3. A diferencia de lo que ocurre en el ámbito económico, las instituciones parlamentarias y de gobierno nacionales -y territoriales- tienen márgenes de actuación amplios cuando se trata de abordar la crisis institucional. La Unión Europea apenas se inmiscuye en esos temas, salvo cuando afecta al control de la actividad económica (de hecho, la Comisión Europea llamó la atención al gobierno español sobre la unificación de las autoridades “independientes” de control de la competencia y del mercado de valores).

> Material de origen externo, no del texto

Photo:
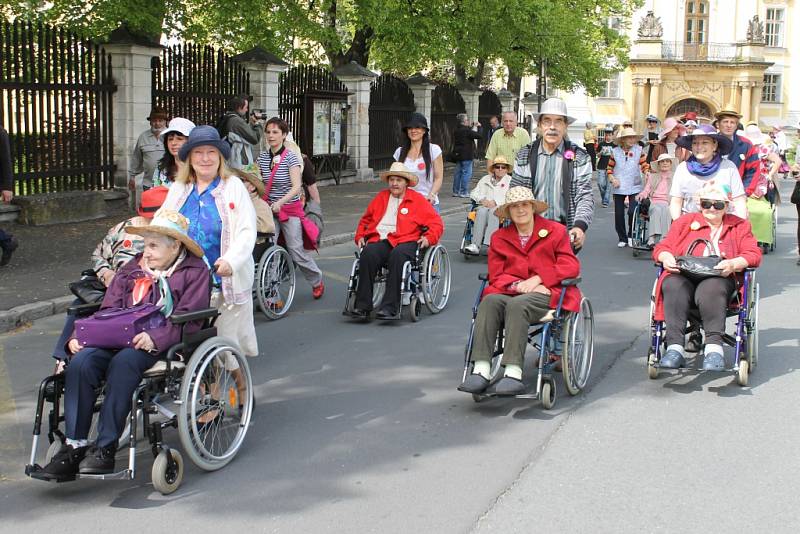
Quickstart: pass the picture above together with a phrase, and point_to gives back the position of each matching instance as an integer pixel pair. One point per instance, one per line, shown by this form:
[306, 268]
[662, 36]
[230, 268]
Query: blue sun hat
[204, 136]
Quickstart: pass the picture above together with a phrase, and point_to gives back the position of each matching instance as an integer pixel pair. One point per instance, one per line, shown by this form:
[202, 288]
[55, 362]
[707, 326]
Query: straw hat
[169, 223]
[554, 106]
[501, 160]
[398, 169]
[517, 195]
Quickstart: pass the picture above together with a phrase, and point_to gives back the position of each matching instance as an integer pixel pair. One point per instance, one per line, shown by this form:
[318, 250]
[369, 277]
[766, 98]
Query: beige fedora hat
[516, 195]
[398, 169]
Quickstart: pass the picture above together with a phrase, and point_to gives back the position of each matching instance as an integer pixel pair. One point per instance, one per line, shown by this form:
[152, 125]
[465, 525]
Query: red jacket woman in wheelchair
[732, 237]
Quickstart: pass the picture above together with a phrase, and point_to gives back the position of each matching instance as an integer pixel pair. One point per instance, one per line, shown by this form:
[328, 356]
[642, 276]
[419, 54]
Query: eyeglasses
[718, 205]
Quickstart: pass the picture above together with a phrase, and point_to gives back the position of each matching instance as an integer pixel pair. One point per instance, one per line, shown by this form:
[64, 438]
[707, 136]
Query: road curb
[27, 313]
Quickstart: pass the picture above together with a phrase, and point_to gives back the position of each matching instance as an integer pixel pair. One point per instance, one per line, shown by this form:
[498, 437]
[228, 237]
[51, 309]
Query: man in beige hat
[558, 171]
[744, 154]
[396, 222]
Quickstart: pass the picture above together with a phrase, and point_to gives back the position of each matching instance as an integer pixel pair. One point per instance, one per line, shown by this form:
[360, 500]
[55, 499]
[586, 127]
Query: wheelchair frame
[421, 280]
[177, 383]
[744, 340]
[558, 335]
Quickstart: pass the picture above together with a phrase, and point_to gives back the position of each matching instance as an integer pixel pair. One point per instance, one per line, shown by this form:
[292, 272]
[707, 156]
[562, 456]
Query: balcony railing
[681, 51]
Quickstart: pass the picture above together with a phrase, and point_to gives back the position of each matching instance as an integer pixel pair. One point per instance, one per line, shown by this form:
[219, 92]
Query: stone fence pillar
[131, 59]
[358, 80]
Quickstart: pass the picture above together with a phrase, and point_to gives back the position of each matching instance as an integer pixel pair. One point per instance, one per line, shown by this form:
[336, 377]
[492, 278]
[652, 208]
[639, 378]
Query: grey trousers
[516, 314]
[292, 231]
[486, 222]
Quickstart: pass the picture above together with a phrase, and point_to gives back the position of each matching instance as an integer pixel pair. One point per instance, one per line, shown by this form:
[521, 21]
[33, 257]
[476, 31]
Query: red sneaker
[317, 291]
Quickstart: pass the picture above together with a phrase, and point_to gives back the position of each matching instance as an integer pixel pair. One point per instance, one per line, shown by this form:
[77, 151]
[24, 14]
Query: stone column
[655, 98]
[131, 59]
[264, 69]
[358, 80]
[422, 88]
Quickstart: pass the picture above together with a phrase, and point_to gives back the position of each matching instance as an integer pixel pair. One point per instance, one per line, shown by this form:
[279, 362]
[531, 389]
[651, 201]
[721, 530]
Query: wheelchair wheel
[275, 282]
[576, 360]
[212, 389]
[167, 479]
[436, 278]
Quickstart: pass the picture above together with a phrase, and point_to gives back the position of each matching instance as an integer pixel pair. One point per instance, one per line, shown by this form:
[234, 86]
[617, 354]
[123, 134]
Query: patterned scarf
[704, 169]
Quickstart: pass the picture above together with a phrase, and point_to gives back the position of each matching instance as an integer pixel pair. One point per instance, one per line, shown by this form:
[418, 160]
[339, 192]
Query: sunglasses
[716, 204]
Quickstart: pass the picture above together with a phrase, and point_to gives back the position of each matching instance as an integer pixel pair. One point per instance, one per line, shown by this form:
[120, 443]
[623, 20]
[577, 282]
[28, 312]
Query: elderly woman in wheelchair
[532, 272]
[683, 291]
[170, 274]
[395, 226]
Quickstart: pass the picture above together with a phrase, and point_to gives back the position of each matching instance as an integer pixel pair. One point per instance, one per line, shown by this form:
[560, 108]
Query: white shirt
[417, 166]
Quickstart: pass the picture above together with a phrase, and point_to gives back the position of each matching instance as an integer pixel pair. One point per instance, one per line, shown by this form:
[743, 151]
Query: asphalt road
[359, 428]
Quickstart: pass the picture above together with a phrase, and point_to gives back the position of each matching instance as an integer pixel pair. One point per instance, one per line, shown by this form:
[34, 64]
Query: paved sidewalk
[49, 257]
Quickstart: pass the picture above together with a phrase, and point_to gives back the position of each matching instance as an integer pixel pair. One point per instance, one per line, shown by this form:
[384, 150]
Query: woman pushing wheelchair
[528, 261]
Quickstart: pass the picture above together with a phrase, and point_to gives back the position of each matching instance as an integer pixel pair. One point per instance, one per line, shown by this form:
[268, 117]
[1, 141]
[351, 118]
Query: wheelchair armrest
[84, 310]
[198, 315]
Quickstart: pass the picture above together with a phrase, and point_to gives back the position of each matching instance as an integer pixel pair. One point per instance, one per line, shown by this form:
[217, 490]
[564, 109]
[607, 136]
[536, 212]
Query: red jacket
[413, 213]
[736, 240]
[547, 253]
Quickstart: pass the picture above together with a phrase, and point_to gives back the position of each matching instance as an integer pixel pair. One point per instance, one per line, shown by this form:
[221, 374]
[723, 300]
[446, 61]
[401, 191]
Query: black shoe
[98, 461]
[65, 462]
[8, 249]
[385, 314]
[474, 384]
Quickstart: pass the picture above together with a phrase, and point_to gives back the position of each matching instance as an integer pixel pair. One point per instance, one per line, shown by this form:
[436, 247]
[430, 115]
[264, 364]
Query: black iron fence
[56, 104]
[196, 82]
[390, 106]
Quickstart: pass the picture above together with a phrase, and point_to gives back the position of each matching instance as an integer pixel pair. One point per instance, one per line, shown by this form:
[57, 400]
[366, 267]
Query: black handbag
[698, 268]
[89, 288]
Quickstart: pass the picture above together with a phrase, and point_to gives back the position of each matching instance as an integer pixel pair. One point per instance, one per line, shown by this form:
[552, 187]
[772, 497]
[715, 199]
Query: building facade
[703, 56]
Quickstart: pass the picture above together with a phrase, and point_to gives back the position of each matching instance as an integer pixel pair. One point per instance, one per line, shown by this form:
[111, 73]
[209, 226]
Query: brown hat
[158, 113]
[398, 169]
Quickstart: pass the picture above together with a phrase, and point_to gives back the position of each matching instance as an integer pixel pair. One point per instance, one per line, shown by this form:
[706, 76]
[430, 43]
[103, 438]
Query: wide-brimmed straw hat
[713, 190]
[670, 124]
[501, 160]
[516, 195]
[178, 125]
[398, 169]
[554, 106]
[204, 136]
[725, 144]
[170, 223]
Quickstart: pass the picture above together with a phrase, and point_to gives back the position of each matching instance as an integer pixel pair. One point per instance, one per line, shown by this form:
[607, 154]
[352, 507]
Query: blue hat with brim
[204, 136]
[725, 145]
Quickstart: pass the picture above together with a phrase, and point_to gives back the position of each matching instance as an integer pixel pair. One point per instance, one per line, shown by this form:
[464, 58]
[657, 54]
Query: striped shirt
[282, 182]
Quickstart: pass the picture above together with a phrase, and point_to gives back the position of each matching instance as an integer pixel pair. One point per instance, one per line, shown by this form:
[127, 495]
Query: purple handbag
[115, 328]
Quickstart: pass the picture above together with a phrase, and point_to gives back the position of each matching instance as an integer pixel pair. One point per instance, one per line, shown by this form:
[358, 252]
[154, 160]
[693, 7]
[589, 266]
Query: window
[771, 92]
[774, 27]
[610, 88]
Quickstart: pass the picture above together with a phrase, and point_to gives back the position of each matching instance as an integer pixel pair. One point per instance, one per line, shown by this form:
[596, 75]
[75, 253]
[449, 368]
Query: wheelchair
[744, 340]
[425, 281]
[197, 376]
[568, 338]
[639, 230]
[275, 280]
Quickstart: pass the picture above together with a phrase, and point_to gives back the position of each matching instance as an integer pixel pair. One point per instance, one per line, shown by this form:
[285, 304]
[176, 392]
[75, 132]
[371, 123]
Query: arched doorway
[681, 107]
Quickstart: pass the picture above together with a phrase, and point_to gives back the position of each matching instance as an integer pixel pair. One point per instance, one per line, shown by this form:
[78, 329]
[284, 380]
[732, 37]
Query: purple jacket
[190, 292]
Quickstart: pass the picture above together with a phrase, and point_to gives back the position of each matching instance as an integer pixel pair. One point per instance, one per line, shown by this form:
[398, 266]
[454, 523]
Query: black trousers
[619, 215]
[710, 296]
[373, 258]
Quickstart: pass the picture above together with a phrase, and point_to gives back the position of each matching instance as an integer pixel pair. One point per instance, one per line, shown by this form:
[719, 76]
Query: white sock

No parece que el descontento ciudadano respecto al funcionamiento de la democracia y las instituciones públicas, así como respecto a la organización territorial del Estado, vaya a propiciar una reforma constitucional en breve. El gobierno considera que no es el momento adecuado y las propuestas de reforma constitucional suelen concentrarse en la cuestión territorial (ya sea la reforma federal, ya una disposición específica para Cataluña), dejando de lado otros aspectos relacionados con el funcionamiento institucional y del ejercicio de la democracia. Buena parte de las reformas tienen lugar por vía legislativa y de modo fragmentario, con lo que difícilmente son percibidas como parte de un amplio proyecto reformista y regenerador, que suscite consensos políticos y sociales amplios. En cualquier caso, las reformas no pueden dejar de lado lo que me parece fundamental: por un lado, la conveniencia de acotar el campo de acción de los partidos al estrictamente político (Parlamento y gobierno), reduciendo drásticamente su presencia en los demás ámbitos institucionales, sociales y de los medios de información; y por otro, la necesidad de asegurar instituciones políticas bien controladas y contrapesadas mutuamente. Son formas adecuadas de preservar el Estado de Derecho y la democracia representativa, pilares indispensables de la forma de Estado constitucionalmente establecida.
1 * Estos apuntes están ampliados en “Transformaciones de la estructura del poder estatal en el marco de la globalización. Apuntes para un debate”, en F. Reviriego (coord.), Constitución y globalización, Fundación Giménez Abad, Zaragoza, 2013.